The Woman in Accounting

Her office was tucked in the back somewhere. She was the accountant at the Career Services office where I worked part-time as a graduate assistant at the Oklahoma State University in Stillwater. I don't remember her name. I barely ever interacted with her. I barely ever saw her. Was she a Sharon? A Carol? She was in her late 40s, a thin, slightly bent white American woman. A white shadow.

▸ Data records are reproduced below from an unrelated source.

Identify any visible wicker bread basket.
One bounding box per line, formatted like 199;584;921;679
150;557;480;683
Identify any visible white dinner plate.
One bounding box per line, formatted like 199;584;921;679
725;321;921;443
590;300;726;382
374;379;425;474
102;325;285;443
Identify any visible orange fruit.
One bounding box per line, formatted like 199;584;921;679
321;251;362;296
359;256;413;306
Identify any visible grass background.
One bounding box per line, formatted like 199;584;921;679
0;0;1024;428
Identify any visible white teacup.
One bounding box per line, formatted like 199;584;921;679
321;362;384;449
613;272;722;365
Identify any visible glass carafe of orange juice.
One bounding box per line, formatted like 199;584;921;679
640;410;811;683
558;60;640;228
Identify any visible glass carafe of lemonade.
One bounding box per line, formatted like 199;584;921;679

I was sitting across from where she sat at her desk. I had won the Business Suits for Students contest, and I was here in the accountant's office to finish off some paperwork. The Career Services office had held the contest to award a lucky student 400 dollars worth of a brand new business suit and shoes from Dillard's at the Woodland's mall in Tulsa 80 miles away. Applicants had had to write an essay about why they needed a new suit. Mine had won. Four hundred dollars! For clothes! Brand new clothes! From Dillard's! We didn't even have a mall in Stillwater, and I sure didn't remember what nice new clothes felt like. I had spent 6 years at university counting pennies, skipping meals to save money, and frequently overdrawing my bank account. I used to choose to walk almost an hour to the nearest WalMart to save on a 5 dollar cab ride. God-awful times. I was only a year away from finishing up with graduate school, and I needed to find a job for after so I could stay on in the country. The economy was crap, hardly anyone was hiring, and I needed to find a job or pack up and go back home where careers go to die. I was only 23 years old and had been running on empty, emotionally and financially, for 6 years. I used to feel so bad at career fairs in my makeshift suit; everybody else had shiny well-fitted ensembles. I felt small and exhausted. The first draft of my essay had reflected my life:

"Not again will I be taking 45 minute walks to WalMart (for want of a car) for groceries, all the while secretly harboring desires of magically finding a pair of cheap comfortable shoes that will go well (in the dark anyway) with the imitation-silk blouse from Goody’s and the pair of great fitting though slightly worn-out grey trouser-like pants that I’d fished out from the clearance pile at JCPenney’s. My Frankenstein of a suit. My eclectic grown-up collection in my blue-jeans college life."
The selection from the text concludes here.